Mes débuts sur scène eurent lieu à Marseille en 1982 où je fus distribué dans des pièces de Jean-François Regnard et de Molière avant d’être engagé par Richard Martin dans la grande aventure de L’Opéra des rats monté au Théâtre Toursky sur un texte de Léo Ferré et une musique de Leda Atomica.
J’arrivai à Paris fin 1983, plein d’espoir et de candeur. Je dus attendre 1987 pour fouler à nouveau les planches, sur lesquelles je fus l’interprète d’œuvres d’Edward Albee, Harold Pinter et Oscar Wilde. Je participai à la création de la compagnie Le Petit Théâtre, fondée par André Loncin et Anne-Marie Collin, que je quittai en 1991 après la création en France de la pièce Y a-t-il des tigres au Congo ? de Bengt Ahlfors et Johan Bargum.
Je suivis divers stages, dirigés notamment par Marie-Françoise Audollent, Sylvain Maurice ou Eugene Green, puis fis la connaissance d’Anouch Paré avec laquelle je créai la compagnie Les Allumettes Associées. Nous collaborâmes jusqu’en 1996 et participâmes en 1994 au Festival Off d’Avignon avec notre création la plus notable, intitulée Tapatoudi, qui était un hommage enjoué à la langue française. J’interprétai également, sous la houlette d’Anouch, qui est restée une amie chère à mon coeur, des textes de Robert Arnauld d’Andilly et de Max Jacob ainsi que, plus tard, le personnage du Boucher dans des lectures publiques de sa pièce A mort la viande !
Après avoir été l’interprète, avec un plaisir immense, d’une pièce de Marivaux, Les Sincères, je décidai de faire une pause et de me consacrer à l’écriture de scénarios. Je ne revins sur scène qu’en 2004, invité par mon ami Nazareth Agopian à incarner le personnage délectable de Claudia dans sa pièce Femmes seules dans la Galaxie que nous avons jouée pendant plus de deux mois au Guichet Montparnasse.
L’idée de me produire seul en scène m’avait souvent traversé l’esprit, et Anouch m’avait d’ailleurs proposé de dire la nouvelle de Dostoïevski, Polzounkov, mais je m’en sentais alors incapable. C’est ma découverte de Jean-Jacques Rousseau, au printemps 2006, qui m’a incité à sauter enfin le pas.
Je décidai d’adapter et d’interpréter ses Confessions sous la forme d’un feuilleton théâtral au long cours et la première représentation eut lieu le 8 février 2007 sur la petite scène d’un merveilleux théâtre d’appartement, rue Saint-Honoré, tout près du Louvre, du Palais-Royal et de la Comédie-Française.
L’accueil que mes premiers spectateurs m’ont réservé a fait basculer ma vie dans une autre dimension à l’intérieur de laquelle j’ai trouvé ma place et m’épanouis depuis, en marge d’un monde du spectacle, commercial ou subventionné, qui, jusqu’à présent, ne m’a pas accueilli.
Saint-Simon, Victor Hugo, Bossuet et d’autres grands écrivains ont étoffé mon répertoire et j’ai eu, en décembre 2020, la surprise d’être nommé Chevalier de l’Ordre des Arts et des Lettres par le Ministère de la Culture, à l’initiative de personnes bienveillantes qui m’encouragent à me porter vers de nouveaux projets toujours au service de la littérature et du théâtre.

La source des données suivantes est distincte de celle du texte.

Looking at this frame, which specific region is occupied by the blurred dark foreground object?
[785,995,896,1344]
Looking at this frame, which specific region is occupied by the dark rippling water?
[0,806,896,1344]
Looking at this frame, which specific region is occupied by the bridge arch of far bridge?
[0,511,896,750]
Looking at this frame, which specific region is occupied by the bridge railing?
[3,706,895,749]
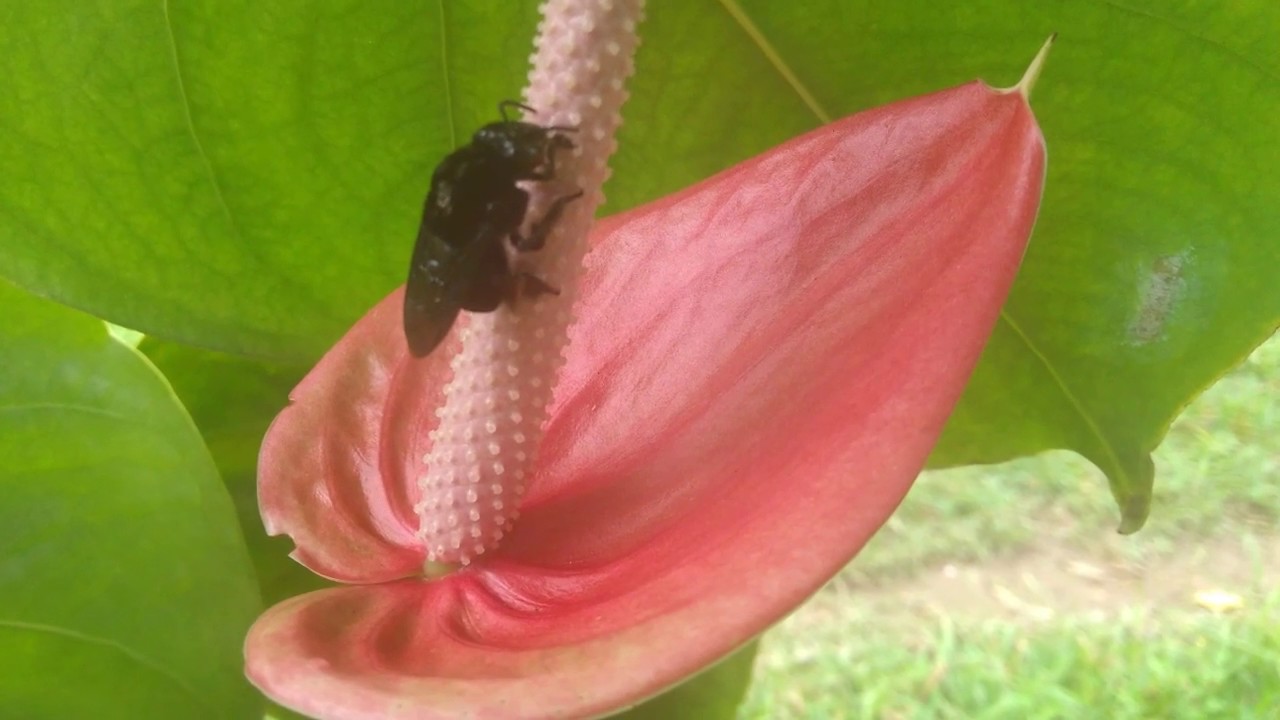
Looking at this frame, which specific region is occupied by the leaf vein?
[719,0,831,124]
[160,0,243,240]
[1000,307,1132,486]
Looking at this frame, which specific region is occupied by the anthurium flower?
[246,5,1044,719]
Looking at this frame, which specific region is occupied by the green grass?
[740,594,1280,720]
[849,338,1280,580]
[740,338,1280,720]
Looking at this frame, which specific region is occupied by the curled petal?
[246,83,1044,719]
[257,290,457,583]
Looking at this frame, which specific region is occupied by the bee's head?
[471,120,573,178]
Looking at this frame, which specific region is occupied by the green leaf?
[0,0,535,359]
[0,282,261,720]
[613,641,760,720]
[0,0,1280,530]
[141,338,333,605]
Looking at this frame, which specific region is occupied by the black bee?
[404,100,582,357]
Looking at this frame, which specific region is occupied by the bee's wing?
[404,223,467,357]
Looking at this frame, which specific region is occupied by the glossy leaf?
[141,338,328,603]
[0,283,261,720]
[0,0,535,359]
[246,82,1044,720]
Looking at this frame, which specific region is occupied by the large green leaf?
[0,282,261,720]
[0,0,1280,529]
[0,0,535,359]
[141,338,333,605]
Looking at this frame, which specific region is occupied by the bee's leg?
[520,272,559,297]
[512,190,582,252]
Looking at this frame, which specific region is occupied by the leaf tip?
[1004,32,1057,102]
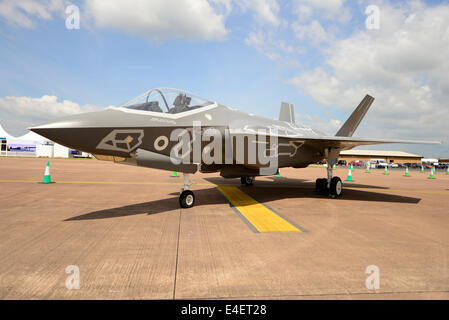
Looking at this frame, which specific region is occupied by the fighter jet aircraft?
[29,88,439,208]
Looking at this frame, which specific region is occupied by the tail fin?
[335,94,374,137]
[279,102,295,123]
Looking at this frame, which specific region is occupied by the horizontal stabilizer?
[335,95,374,137]
[279,102,295,123]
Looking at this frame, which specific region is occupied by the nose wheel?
[240,177,255,186]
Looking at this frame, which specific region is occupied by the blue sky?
[0,0,449,156]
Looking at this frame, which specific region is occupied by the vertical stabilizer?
[335,94,374,137]
[279,102,295,123]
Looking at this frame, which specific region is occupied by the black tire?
[240,177,254,186]
[329,177,343,197]
[179,190,195,208]
[315,178,327,193]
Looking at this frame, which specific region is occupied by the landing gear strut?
[315,156,343,198]
[240,177,254,186]
[179,173,195,208]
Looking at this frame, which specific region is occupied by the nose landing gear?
[240,177,255,186]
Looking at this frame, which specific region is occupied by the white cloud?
[85,0,230,41]
[288,1,449,145]
[234,0,281,26]
[0,0,66,28]
[0,95,106,120]
[292,20,331,44]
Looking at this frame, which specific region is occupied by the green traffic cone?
[404,166,410,177]
[346,169,352,181]
[365,162,371,173]
[42,161,51,183]
[428,168,435,179]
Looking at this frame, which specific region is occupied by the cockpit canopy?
[122,88,214,114]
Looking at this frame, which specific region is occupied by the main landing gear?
[179,173,195,208]
[315,162,343,198]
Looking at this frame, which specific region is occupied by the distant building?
[0,125,91,158]
[338,150,423,163]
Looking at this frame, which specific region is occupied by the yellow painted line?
[217,186,302,232]
[0,180,215,187]
[343,187,449,195]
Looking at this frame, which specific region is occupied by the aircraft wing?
[288,136,441,150]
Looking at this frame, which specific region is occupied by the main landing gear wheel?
[240,177,254,186]
[315,178,327,193]
[329,177,343,197]
[179,190,195,208]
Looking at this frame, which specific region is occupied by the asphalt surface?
[0,158,449,299]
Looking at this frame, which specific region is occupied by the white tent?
[0,124,14,140]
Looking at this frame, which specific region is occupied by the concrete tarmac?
[0,158,449,299]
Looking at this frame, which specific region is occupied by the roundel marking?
[154,136,168,151]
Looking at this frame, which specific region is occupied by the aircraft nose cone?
[28,114,102,151]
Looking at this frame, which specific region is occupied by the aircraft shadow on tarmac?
[64,178,421,221]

Ma compagnie se nomme Les Beaux Esprits.
≈ les beaux esprits ≈ est une compagnie théâtrale qui se consacre essentiellement
à l’adaptation pour la scène d’oeuvres littéraires du patrimoine français et international.
Les divers spectacles et lectures qu’elle produit sont conçus pour être représentés partout,
sous certaines conditions qui peuvent être communiquées sur demande : dellaroccawilliam@gmail.com
Quand on vit ainsi avec les grands esprits,
il y a forcément un peu de poussière d’or qui retombe sur vous.